1

I have a type called Neighbors:

typedef vector<pair<data,int>> Neighbors;

and here's data:

struct data
{
    int par[PARAMETERS];
    int cluster;
    bool visited;
    bool noise;
};

I'm trying to write a function that inserts values from _NeighborPts to NeighborPts (but only ones that aren't already in NeighborPts):

void insert_unique(Neighbors* NeighborPts, const Neighbors& _NeighborPts)
{
    Neighbors_const_it _it = _NeighborPts.begin();
    while(_it != _NeighborPts.end())
    {
        if(/* _it->first.par isn't in *NeighborPts */)
            NeighborPts->push_back(*_it);
        ++_it;
    }
}

and i already have a function equal() which checks if 2 pars are equal.

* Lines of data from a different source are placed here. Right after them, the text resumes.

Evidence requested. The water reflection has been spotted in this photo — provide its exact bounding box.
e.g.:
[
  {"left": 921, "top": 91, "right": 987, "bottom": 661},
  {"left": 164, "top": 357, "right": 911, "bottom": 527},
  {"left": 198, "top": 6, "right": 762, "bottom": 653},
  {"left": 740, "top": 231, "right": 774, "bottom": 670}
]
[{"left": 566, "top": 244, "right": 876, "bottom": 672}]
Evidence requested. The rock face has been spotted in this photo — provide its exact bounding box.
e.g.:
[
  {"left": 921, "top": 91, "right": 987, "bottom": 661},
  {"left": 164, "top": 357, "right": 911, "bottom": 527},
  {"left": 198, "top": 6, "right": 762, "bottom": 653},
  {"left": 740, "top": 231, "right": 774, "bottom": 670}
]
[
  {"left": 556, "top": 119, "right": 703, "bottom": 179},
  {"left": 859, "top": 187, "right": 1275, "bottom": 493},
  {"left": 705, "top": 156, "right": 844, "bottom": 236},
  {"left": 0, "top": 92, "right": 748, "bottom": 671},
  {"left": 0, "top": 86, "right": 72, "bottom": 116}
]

So do i have to iterate through NeighborPts in a while loop and check if the item is found? or could i use some built-in find or find_if function to do that for me?

Alaa M.
  • 4,961
  • 10
  • 54
  • 95
  • 4
    Why not use `std::set<>` if uniqueness is important? – johnsyweb May 24 '14 at 12:08
  • @Johnsyweb i need them to be unique only by parameter `par` (which is inside `struct data`). i think `set<>` allows uniqueness just for `first` or `second`, am i right? – Alaa M. May 24 '14 at 12:11
  • 4
    You can pass custom comparision function to std::set. – Mohit Jain May 24 '14 at 12:12
  • 3
    You must not use `_NeighborPts` as an identifier, since it's a reserved name. – Kerrek SB May 24 '14 at 12:22
  • @KerrekSB is it? i haven't got any errors/warning for this yet. i used it in all over the program. – Alaa M. May 24 '14 at 12:41
  • 6
    @AlaaM.: "In basketball you cannot hold the ball." - "But look, ma, I'm holding the ball!" – Kerrek SB May 24 '14 at 13:01
  • @AlaaM. Kerrek is correct, see http://stackoverflow.com/questions/228783/what-are-the-rules-about-using-an-underscore-in-a-c-identifier you just had luck so far. :) – Baum mit Augen May 24 '14 at 14:19
  • @MohitJain `set<>` doesn't allow `[]` operator... and i need it. – Alaa M. May 24 '14 at 18:53
  • `operator []` is anyways not important because after inserting values `4 3 4 7 4 5`, you can not expect the index of 5. Still if you are keen with `operator []` as well as uniqueness, you can use `std::find` to make sure whether to insert or not. If you are concerned about efficiency, you can insert something like [treap](http://en.wikipedia.org/wiki/Treap) in which data uniqueness can be checked in `log n` time (BST) and indexes can be maintained as heap and are thus indexable in `log n` time. – Mohit Jain May 24 '14 at 19:06
  • @MohitJain i do need `[]`... can't briefly explain why. and search results show no treap in stl. – Alaa M. May 24 '14 at 19:25
  • stl does not have treap. You need to implement tree class (templatized or specialized for your need) by yourself. Or if performance is not a big concern, you can use `std::find`. If most of the time you insert into vector, and rarely use `operator []`, you can push data in `std::map` as key with value as index (map.size) and later iterate through map to resolve the index. – Mohit Jain May 24 '14 at 19:30
  • @Alaa M. see my revised answer – Daniel Heilper May 24 '14 at 21:20

3 Answers3

1

You can maintain a sorted vector. Use the lower_bound function from C++ algorithms to locate the insert position each time. If the element at the insert position is equal to the insert element then you have a duplicate.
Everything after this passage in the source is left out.